The Battle of Mogadishu.

This battle is probably best recalled by reading the book Black Hawk Down: A Story of Modern War or watching the film Black Hawk Down.

If you aren’t familiar with the battle, it was a failed operation to capture the Muslim warlord, Mohamed Farrah Aidid. The primary intent of his capture was to help stabilize the region and bring peace to a nation in utter chaos. The chaos impacted United States soldiers as the operation failed and 18 soldiers lost their lives.

In case you forgot, these were those soldiers…

Name Action Medal
Delta Force
SFC Randy Shughart Killed defending the crew of Super Six-Four (Michael Durant) Medal of Honor (posthumously) 1
MSG Gary Gordon Killed defending the crew of Super Six-Four (Michael Durant) Medal of Honor (posthumously) 1
MSG Tim “Griz” Martin Killed on the Lost Convoy  
SFC Earl Fillmore Killed moving to the first crash site Silver Star
SSG Daniel Busch Crashed on Super Six-One and was killed defending the downed crew Silver Star
SFC Matt Rierson Killed on October 6 by a mortar which landed just outside the hangar Silver Star
160th SOAR (Nightstalkers)
CWO Raymond Frank Copilot of Super Six-Four Silver Star,
Air Medal with Valor Device
SSG William Cleveland Crew chief on Super Six-Four Silver Star,
Bronze Star,
Air Medal with Valor Device
SSG Thomas Field Crew chief on Super Six-Four Silver Star,
Bronze Star,
Air Medal with Valor Device
CWO Clifton “Elvis” Wolcott Pilot of Super Six-One and died in crash Distinguished Flying Cross,
Bronze Star,
Air Medal with Valor Device
CWO Donovan Briley Copilot of Super Six-One and died in crash Distinguished Flying Cross,
Bronze Star,
Air Medal with Valor Device
75th Ranger Regiment
SGT Casey Joyce Killed on the Lost Convoy Bronze Star with Valor Device
SPC James Cavaco Killed on the Lost Convoy Bronze Star with Valor Device
CPL Jamie Smith Bled to death with the pinned-down force around crash site one Bronze Star with Valor Device
SGT Dominick Pilla Killed on Struecker’s convoy Bronze Star with Valor Device
PFC Richard Kowalewski Killed on the Lost Convoy Bronze Star with Valor Device
SGT Lorenzo Ruiz Killed on the Lost Convoy Bronze Star with Valor Device
10th Mountain Division
SGT Cornell Houston Killed on the rescue convoy Bronze Star with Valor Device,
De Fleury medal
PFC James Martin Killed on the rescue convoy Purple Heart

Certainly they didn’t die in vain, certainly we as a country, rallied to support what they were fighting for. Certainly we cared about the approximately 500,000 Somalis who had died in the 2 years of chaotic Muslim factions and fighting.

America’s Response

(The following is an Excerpt from Wikipedia)

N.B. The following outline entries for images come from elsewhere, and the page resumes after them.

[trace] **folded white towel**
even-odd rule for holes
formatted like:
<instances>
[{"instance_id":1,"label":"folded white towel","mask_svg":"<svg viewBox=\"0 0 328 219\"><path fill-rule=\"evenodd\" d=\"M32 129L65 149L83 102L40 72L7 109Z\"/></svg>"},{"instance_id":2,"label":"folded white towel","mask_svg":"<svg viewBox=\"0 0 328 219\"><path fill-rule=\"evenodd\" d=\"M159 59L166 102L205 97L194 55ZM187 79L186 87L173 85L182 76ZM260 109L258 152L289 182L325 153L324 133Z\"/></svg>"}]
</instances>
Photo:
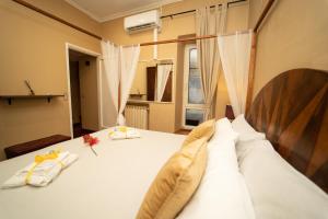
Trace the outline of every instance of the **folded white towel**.
<instances>
[{"instance_id":1,"label":"folded white towel","mask_svg":"<svg viewBox=\"0 0 328 219\"><path fill-rule=\"evenodd\" d=\"M1 188L19 187L26 184L33 186L46 186L60 173L60 171L68 168L75 160L78 160L77 154L66 151L58 153L58 158L56 159L45 160L40 163L33 162L5 181Z\"/></svg>"},{"instance_id":2,"label":"folded white towel","mask_svg":"<svg viewBox=\"0 0 328 219\"><path fill-rule=\"evenodd\" d=\"M140 138L140 132L136 128L116 126L109 128L109 137L113 140Z\"/></svg>"}]
</instances>

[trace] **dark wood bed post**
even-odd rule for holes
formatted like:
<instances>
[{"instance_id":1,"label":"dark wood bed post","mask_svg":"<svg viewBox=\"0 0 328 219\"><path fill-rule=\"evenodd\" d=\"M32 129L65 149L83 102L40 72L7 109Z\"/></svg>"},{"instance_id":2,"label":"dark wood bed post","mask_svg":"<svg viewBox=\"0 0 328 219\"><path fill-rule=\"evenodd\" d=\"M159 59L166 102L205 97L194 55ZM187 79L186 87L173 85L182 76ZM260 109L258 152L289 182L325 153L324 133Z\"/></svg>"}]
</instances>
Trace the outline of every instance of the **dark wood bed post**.
<instances>
[{"instance_id":1,"label":"dark wood bed post","mask_svg":"<svg viewBox=\"0 0 328 219\"><path fill-rule=\"evenodd\" d=\"M257 45L257 33L262 24L265 18L268 15L271 7L273 5L276 0L269 0L262 13L258 18L256 25L254 27L254 33L251 37L251 50L250 50L250 59L249 59L249 73L248 73L248 87L247 87L247 95L246 95L246 108L245 114L249 113L249 108L253 101L253 92L254 92L254 80L255 80L255 66L256 66L256 45Z\"/></svg>"}]
</instances>

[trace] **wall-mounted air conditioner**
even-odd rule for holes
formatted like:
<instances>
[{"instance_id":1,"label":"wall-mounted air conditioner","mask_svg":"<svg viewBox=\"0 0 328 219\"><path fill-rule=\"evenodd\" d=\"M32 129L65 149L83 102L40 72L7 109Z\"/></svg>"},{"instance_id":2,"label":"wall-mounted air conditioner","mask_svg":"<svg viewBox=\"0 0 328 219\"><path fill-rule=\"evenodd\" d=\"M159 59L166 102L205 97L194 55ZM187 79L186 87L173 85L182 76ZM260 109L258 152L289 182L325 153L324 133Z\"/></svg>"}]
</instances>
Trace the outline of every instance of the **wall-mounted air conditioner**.
<instances>
[{"instance_id":1,"label":"wall-mounted air conditioner","mask_svg":"<svg viewBox=\"0 0 328 219\"><path fill-rule=\"evenodd\" d=\"M161 25L161 16L157 10L148 11L125 18L125 30L129 34L151 28L159 28L160 31Z\"/></svg>"}]
</instances>

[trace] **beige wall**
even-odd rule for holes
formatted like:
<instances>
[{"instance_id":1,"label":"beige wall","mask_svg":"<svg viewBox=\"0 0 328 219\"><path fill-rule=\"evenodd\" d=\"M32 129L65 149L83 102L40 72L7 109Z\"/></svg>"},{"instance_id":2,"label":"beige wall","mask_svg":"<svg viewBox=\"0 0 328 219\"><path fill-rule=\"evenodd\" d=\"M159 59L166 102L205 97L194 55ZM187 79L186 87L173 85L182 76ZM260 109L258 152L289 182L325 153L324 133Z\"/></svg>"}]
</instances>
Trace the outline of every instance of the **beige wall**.
<instances>
[{"instance_id":1,"label":"beige wall","mask_svg":"<svg viewBox=\"0 0 328 219\"><path fill-rule=\"evenodd\" d=\"M90 31L101 25L63 1L30 1ZM0 1L0 94L67 94L67 42L99 53L99 41L72 30L11 0ZM0 102L0 160L4 147L55 135L70 135L69 105L65 97Z\"/></svg>"},{"instance_id":2,"label":"beige wall","mask_svg":"<svg viewBox=\"0 0 328 219\"><path fill-rule=\"evenodd\" d=\"M30 3L49 11L73 24L117 44L136 44L153 41L152 32L128 35L122 27L122 19L99 24L63 0L27 0ZM163 8L169 14L201 5L219 3L220 0L185 0ZM248 4L242 3L229 10L227 32L245 30L248 23ZM0 0L0 94L27 94L23 80L28 79L37 94L67 94L66 43L101 53L99 41L62 25L51 19L26 9L11 0ZM159 39L176 38L194 34L192 14L164 19ZM159 46L160 59L175 59L177 44ZM142 47L141 60L152 58L152 46ZM175 65L177 72L177 65ZM175 76L176 76L175 74ZM174 78L174 81L176 79ZM224 81L223 81L224 82ZM176 84L174 84L175 88ZM220 95L224 97L220 97ZM218 96L225 102L226 92ZM174 95L175 96L175 95ZM159 119L153 129L174 131L175 104L152 106L153 115L167 113L169 119ZM224 107L222 105L222 107ZM112 114L110 114L112 115ZM114 115L114 114L113 114ZM113 119L115 120L115 118ZM4 158L4 147L46 137L55 134L70 135L69 104L66 97L47 103L44 100L14 101L8 105L0 102L0 160Z\"/></svg>"},{"instance_id":3,"label":"beige wall","mask_svg":"<svg viewBox=\"0 0 328 219\"><path fill-rule=\"evenodd\" d=\"M209 4L215 4L220 3L222 1L220 0L185 0L181 2L173 3L163 7L163 12L162 14L171 14L171 13L176 13L176 12L181 12L181 11L187 11L187 10L192 10L197 9L203 5L209 5ZM195 34L195 15L192 13L189 14L184 14L179 16L175 16L173 20L172 19L164 19L162 20L162 31L159 34L159 41L161 39L171 39L171 38L177 38L180 35L188 35L188 34ZM234 31L238 30L246 30L248 27L248 2L246 3L239 3L239 4L233 4L229 9L227 13L227 25L226 25L226 32L231 33ZM138 44L142 42L152 42L153 41L153 35L152 31L149 32L142 32L133 35L129 35L124 31L124 19L117 19L114 21L105 22L102 25L102 33L105 38L108 38L112 42L118 43L118 44ZM140 53L140 60L150 60L152 59L152 46L147 46L141 48ZM160 45L159 46L159 59L174 59L177 60L178 57L178 44L165 44L165 45ZM177 81L183 72L179 67L179 64L175 65L175 79L174 81ZM221 84L223 84L223 89L220 88L220 93L218 95L216 100L216 106L218 106L218 114L216 117L222 117L224 115L224 107L225 104L227 103L227 93L225 88L225 82L223 80L223 77L220 77ZM179 84L175 84L176 88L180 88ZM175 89L174 89L174 96L175 96ZM179 99L177 99L179 101ZM180 103L175 103L179 104ZM160 112L162 112L161 107L166 107L164 105L160 105L156 107L159 112L153 112L153 114L160 115ZM174 106L175 108L175 106ZM172 125L174 126L174 129L179 129L180 128L180 115L178 115L180 112L178 110L174 110L172 112L173 117L176 117L172 119ZM160 123L167 123L165 119L163 122L160 119L157 122ZM162 127L162 126L161 126ZM164 127L164 126L163 126ZM165 126L166 127L166 126ZM153 129L153 127L150 127ZM162 129L163 131L167 131L167 129Z\"/></svg>"},{"instance_id":4,"label":"beige wall","mask_svg":"<svg viewBox=\"0 0 328 219\"><path fill-rule=\"evenodd\" d=\"M250 0L249 14L258 18L262 8L261 1ZM328 2L321 0L277 1L258 34L255 95L283 71L295 68L328 70L327 8Z\"/></svg>"}]
</instances>

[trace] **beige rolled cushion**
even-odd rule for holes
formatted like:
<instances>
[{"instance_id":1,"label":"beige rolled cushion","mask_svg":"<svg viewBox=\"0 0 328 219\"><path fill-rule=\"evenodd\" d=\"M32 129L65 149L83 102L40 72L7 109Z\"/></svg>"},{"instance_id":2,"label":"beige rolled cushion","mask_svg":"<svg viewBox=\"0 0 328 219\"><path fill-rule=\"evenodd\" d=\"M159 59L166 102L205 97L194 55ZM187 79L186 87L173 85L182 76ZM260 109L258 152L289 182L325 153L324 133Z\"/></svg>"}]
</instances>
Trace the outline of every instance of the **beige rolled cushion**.
<instances>
[{"instance_id":1,"label":"beige rolled cushion","mask_svg":"<svg viewBox=\"0 0 328 219\"><path fill-rule=\"evenodd\" d=\"M175 218L195 193L206 166L206 138L174 153L150 186L137 219Z\"/></svg>"},{"instance_id":2,"label":"beige rolled cushion","mask_svg":"<svg viewBox=\"0 0 328 219\"><path fill-rule=\"evenodd\" d=\"M215 120L214 119L207 120L200 124L199 126L197 126L196 128L194 128L189 132L189 135L187 136L187 138L183 143L183 147L200 138L206 138L207 140L209 140L213 136L214 131L215 131Z\"/></svg>"}]
</instances>

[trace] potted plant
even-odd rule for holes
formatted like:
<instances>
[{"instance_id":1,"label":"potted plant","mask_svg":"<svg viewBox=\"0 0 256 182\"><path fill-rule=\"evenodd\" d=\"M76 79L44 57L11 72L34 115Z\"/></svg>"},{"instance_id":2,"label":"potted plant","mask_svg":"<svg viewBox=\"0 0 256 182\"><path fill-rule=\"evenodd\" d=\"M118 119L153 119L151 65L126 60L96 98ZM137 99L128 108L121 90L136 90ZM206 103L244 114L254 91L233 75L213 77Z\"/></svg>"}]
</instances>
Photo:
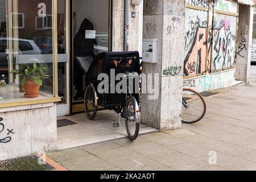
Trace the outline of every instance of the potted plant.
<instances>
[{"instance_id":1,"label":"potted plant","mask_svg":"<svg viewBox=\"0 0 256 182\"><path fill-rule=\"evenodd\" d=\"M49 77L44 73L46 69L43 64L34 63L32 67L26 65L21 71L14 70L11 72L12 73L22 76L20 86L24 87L26 98L34 98L39 96L39 89L43 85L43 80Z\"/></svg>"}]
</instances>

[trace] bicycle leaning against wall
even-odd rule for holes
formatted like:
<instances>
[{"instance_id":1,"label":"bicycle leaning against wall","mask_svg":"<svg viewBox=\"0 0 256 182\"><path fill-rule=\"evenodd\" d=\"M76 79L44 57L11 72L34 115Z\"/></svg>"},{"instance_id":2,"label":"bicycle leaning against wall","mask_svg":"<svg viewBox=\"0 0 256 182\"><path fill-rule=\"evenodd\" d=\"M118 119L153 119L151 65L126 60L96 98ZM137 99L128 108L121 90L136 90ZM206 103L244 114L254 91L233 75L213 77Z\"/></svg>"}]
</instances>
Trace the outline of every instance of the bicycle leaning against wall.
<instances>
[{"instance_id":1,"label":"bicycle leaning against wall","mask_svg":"<svg viewBox=\"0 0 256 182\"><path fill-rule=\"evenodd\" d=\"M142 73L143 62L141 62L140 74ZM142 82L139 83L139 105L141 107ZM203 96L191 89L183 89L182 94L181 121L183 123L192 124L201 121L205 115L207 105Z\"/></svg>"},{"instance_id":2,"label":"bicycle leaning against wall","mask_svg":"<svg viewBox=\"0 0 256 182\"><path fill-rule=\"evenodd\" d=\"M182 122L192 124L202 119L206 113L206 103L198 92L183 89L182 94Z\"/></svg>"}]
</instances>

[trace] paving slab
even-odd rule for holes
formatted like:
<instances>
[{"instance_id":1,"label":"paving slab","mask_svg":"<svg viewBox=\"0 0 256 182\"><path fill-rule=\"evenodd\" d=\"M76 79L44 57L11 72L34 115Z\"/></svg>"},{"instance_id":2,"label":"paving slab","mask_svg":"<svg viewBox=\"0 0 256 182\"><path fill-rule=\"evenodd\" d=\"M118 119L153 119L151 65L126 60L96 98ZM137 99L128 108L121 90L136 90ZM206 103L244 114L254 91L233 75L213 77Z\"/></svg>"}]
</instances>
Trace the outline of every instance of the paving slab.
<instances>
[{"instance_id":1,"label":"paving slab","mask_svg":"<svg viewBox=\"0 0 256 182\"><path fill-rule=\"evenodd\" d=\"M70 171L106 171L115 166L94 155L64 161L61 164Z\"/></svg>"},{"instance_id":2,"label":"paving slab","mask_svg":"<svg viewBox=\"0 0 256 182\"><path fill-rule=\"evenodd\" d=\"M67 149L48 154L48 156L58 163L88 155L90 155L90 154L80 148Z\"/></svg>"}]
</instances>

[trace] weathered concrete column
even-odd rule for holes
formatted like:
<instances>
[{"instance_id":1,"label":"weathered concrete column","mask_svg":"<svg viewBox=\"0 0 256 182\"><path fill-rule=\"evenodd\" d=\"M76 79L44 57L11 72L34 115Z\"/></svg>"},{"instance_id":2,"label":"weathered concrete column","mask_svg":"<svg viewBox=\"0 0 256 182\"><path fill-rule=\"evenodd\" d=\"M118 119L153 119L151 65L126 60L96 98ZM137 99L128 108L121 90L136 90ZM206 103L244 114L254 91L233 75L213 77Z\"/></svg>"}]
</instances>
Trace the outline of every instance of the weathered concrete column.
<instances>
[{"instance_id":1,"label":"weathered concrete column","mask_svg":"<svg viewBox=\"0 0 256 182\"><path fill-rule=\"evenodd\" d=\"M184 0L144 0L144 39L158 39L158 63L143 63L148 76L159 76L160 96L143 94L142 122L162 130L181 127L185 59Z\"/></svg>"},{"instance_id":2,"label":"weathered concrete column","mask_svg":"<svg viewBox=\"0 0 256 182\"><path fill-rule=\"evenodd\" d=\"M238 48L236 59L237 80L249 83L251 65L251 43L253 39L253 8L245 5L240 5Z\"/></svg>"}]
</instances>

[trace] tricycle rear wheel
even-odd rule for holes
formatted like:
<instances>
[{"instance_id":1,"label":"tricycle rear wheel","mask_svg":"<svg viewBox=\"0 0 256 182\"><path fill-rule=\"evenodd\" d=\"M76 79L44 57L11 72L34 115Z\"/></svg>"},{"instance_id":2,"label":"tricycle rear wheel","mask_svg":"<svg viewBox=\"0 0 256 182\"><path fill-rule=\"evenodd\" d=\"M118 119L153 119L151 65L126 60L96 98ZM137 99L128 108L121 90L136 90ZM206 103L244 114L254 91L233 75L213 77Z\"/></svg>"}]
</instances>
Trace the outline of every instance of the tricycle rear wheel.
<instances>
[{"instance_id":1,"label":"tricycle rear wheel","mask_svg":"<svg viewBox=\"0 0 256 182\"><path fill-rule=\"evenodd\" d=\"M129 98L126 105L125 126L128 136L135 140L139 135L140 113L136 100L133 97Z\"/></svg>"},{"instance_id":2,"label":"tricycle rear wheel","mask_svg":"<svg viewBox=\"0 0 256 182\"><path fill-rule=\"evenodd\" d=\"M92 84L88 85L85 89L84 106L87 117L93 120L97 114L98 104L96 90Z\"/></svg>"}]
</instances>

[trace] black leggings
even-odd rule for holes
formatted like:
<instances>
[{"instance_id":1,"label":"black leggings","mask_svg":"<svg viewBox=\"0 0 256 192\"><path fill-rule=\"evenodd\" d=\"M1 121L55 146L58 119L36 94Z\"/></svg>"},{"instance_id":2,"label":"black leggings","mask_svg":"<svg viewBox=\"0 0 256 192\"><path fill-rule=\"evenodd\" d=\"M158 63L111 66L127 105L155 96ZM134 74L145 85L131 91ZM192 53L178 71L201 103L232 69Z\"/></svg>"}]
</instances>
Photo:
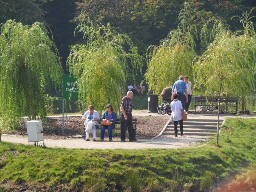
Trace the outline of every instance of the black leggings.
<instances>
[{"instance_id":1,"label":"black leggings","mask_svg":"<svg viewBox=\"0 0 256 192\"><path fill-rule=\"evenodd\" d=\"M177 135L178 134L178 123L180 124L180 129L181 131L181 135L183 134L183 120L181 119L179 121L175 121L173 122L174 124L174 133L175 135Z\"/></svg>"}]
</instances>

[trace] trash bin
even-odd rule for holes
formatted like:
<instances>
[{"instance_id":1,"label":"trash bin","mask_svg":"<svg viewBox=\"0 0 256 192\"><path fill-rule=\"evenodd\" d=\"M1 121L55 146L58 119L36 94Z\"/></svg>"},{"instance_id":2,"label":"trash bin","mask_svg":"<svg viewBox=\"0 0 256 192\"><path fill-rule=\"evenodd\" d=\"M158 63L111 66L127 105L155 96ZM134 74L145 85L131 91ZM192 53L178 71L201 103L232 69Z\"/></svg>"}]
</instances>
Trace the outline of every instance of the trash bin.
<instances>
[{"instance_id":1,"label":"trash bin","mask_svg":"<svg viewBox=\"0 0 256 192\"><path fill-rule=\"evenodd\" d=\"M158 106L158 95L148 94L148 113L156 113Z\"/></svg>"}]
</instances>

In a national security policy review session held in the White House on October 6, 1993, U.S. President Bill ClintonDavid E. Jeremiah, to stop all actions by U.S. forces against Aidid except those required in self-defense. He also reappointed Ambassador Robert B. Oakley as special envoy to Somalia in an attempt to broker a peace settlement and then announced that all U.S. Forces would withdraw from Somalia no later than March 31, 1994. On December 15, 1993, Secretary of Defense Les Aspin stepped down, taking much of the blame for what was deemed a failed policy. A few hundred Marines remained offshore to assist with any noncombatant evacuation mission that might occur regarding the 1,000-plus U.S. civilians and military advisers remaining as part of the U.S. liaison mission. All U.S. personnel were finally withdrawn by March 1995. directed the acting chairman of the Joint Chiefs of Staff, Admiral

In case you forgot about that battle and America’s response, I’d like to remind you that Osama Bin Laden never forgot about it. In fact, this is what he had to say about it

Bin Laden’s Response

(taken from a ABC interview with John Miller in May 1998.)

When the Marines landed in the last days of 1992, bin Laden sent in his own soldiers, armed with AK-47’s and rocket launchers. Soon, using the techniques they had perfected against the Russians, they were shooting down American helicopters. The gruesome pictures of the body of a young army ranger being dragged naked through the streets by cheering crowds flashed around the world. The yearlong American rescue mission for starving Somalians went from humanitarian effort to quagmire in just three weeks. Another superpower humiliated. Another bin Laden victory.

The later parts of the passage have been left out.